In his bedroom, he stripped completely, jeans, boxers, socks, clothes slapping wetly to the floor.

He grabbed dry sweatpants and an old T-shirt from the drawer, pulled them on with shaking hands, then crawled under the duvet without bothering to dry his hair.

The sheets were cool against his fever-hot skin. He curled onto his side, arms wrapped around himself as though holding in the pieces that were threatening to break apart.

He didn’t want to rest.

Not now.

He wanted to drive back to the Marshall estate, bang on the door until his fists bled, shout until his voice returned.

He wanted to see Symphony’s face, hear her say “Daddy,” feel her small arms around his neck.

He wanted to tell Melody, that he was sorry, that he’d do anything, that he’d crawl if that’s what it took.

But his body betrayed him.

The fever pulled him under like deep water.

His eyes fluttered shut, tears leaking sideways onto the pillow.
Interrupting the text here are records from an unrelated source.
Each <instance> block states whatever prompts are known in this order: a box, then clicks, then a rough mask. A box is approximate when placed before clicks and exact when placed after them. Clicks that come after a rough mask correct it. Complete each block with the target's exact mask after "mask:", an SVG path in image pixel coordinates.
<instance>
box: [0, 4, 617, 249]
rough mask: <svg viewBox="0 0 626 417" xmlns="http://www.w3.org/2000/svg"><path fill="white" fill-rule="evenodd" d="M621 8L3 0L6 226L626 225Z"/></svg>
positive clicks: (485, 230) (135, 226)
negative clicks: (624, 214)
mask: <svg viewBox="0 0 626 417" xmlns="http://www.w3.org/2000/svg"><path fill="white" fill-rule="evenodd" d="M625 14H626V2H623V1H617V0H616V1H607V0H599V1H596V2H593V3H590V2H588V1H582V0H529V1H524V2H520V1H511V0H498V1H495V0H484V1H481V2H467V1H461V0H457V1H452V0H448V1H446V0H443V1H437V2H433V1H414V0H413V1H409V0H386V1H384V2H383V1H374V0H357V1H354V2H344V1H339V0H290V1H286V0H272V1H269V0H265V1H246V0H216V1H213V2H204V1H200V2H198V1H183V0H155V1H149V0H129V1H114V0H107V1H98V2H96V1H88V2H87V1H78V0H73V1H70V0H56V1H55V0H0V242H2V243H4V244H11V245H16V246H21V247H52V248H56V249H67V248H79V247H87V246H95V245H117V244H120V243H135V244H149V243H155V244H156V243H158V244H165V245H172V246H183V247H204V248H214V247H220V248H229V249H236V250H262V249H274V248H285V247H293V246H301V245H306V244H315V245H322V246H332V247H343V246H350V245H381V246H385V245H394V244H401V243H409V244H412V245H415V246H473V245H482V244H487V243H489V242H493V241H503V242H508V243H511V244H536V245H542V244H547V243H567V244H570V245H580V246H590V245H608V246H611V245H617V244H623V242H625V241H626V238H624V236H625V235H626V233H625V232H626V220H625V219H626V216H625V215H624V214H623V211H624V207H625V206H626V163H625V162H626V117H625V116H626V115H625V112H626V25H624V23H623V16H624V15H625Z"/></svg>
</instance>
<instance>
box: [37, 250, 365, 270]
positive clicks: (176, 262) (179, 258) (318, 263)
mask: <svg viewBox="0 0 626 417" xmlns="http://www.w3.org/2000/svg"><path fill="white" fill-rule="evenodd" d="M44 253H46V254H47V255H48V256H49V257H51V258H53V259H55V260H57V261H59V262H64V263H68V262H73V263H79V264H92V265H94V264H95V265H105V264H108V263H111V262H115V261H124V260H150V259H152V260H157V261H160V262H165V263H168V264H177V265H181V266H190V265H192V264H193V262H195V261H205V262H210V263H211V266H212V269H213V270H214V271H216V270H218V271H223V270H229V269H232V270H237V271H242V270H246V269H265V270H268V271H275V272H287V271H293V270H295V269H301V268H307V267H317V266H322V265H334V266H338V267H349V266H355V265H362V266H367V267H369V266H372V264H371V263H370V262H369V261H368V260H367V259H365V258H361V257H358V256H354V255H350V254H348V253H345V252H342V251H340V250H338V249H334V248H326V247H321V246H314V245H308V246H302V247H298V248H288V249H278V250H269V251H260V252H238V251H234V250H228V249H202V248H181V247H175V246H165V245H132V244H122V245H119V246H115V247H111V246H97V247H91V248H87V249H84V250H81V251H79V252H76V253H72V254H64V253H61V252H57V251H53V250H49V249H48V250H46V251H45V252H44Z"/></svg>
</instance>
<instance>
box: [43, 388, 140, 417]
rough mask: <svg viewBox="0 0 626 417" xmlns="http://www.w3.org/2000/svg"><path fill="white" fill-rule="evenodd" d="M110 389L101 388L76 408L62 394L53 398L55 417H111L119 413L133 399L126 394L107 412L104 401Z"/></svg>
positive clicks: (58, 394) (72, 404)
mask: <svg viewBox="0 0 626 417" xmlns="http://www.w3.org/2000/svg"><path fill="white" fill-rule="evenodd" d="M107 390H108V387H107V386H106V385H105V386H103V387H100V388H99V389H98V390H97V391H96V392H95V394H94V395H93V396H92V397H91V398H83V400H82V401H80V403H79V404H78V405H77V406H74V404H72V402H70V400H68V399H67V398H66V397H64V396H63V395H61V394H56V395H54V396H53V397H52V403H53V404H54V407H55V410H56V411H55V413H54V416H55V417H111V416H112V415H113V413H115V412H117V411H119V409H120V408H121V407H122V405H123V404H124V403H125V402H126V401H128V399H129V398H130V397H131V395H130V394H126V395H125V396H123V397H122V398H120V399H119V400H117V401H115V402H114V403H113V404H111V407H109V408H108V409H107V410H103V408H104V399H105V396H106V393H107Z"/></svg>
“Symphony…” he whispered into the dark. “I’m coming for you. Daddy’s coming…”

His breathing slowed.

He drifted.

Not into peaceful sleep.

Into fever dreams of a little girl crying behind locked doors, of a woman he loved staring at him with eyes full of pain he had caused, of rain that never stopped falling.

And somewhere beneath the haze, a single, stubborn thought burned bright:

He would fight, get up, get her back.

Because Symphony was all he had left.

And he would not lose her.

Not to fever ir anything.

Even if it killed him.

He clung to that thought as the darkness swallowed him whole.

And the rain kept falling outside... steady, merciless, as though the sky itself was crying for the family that had been torn apart.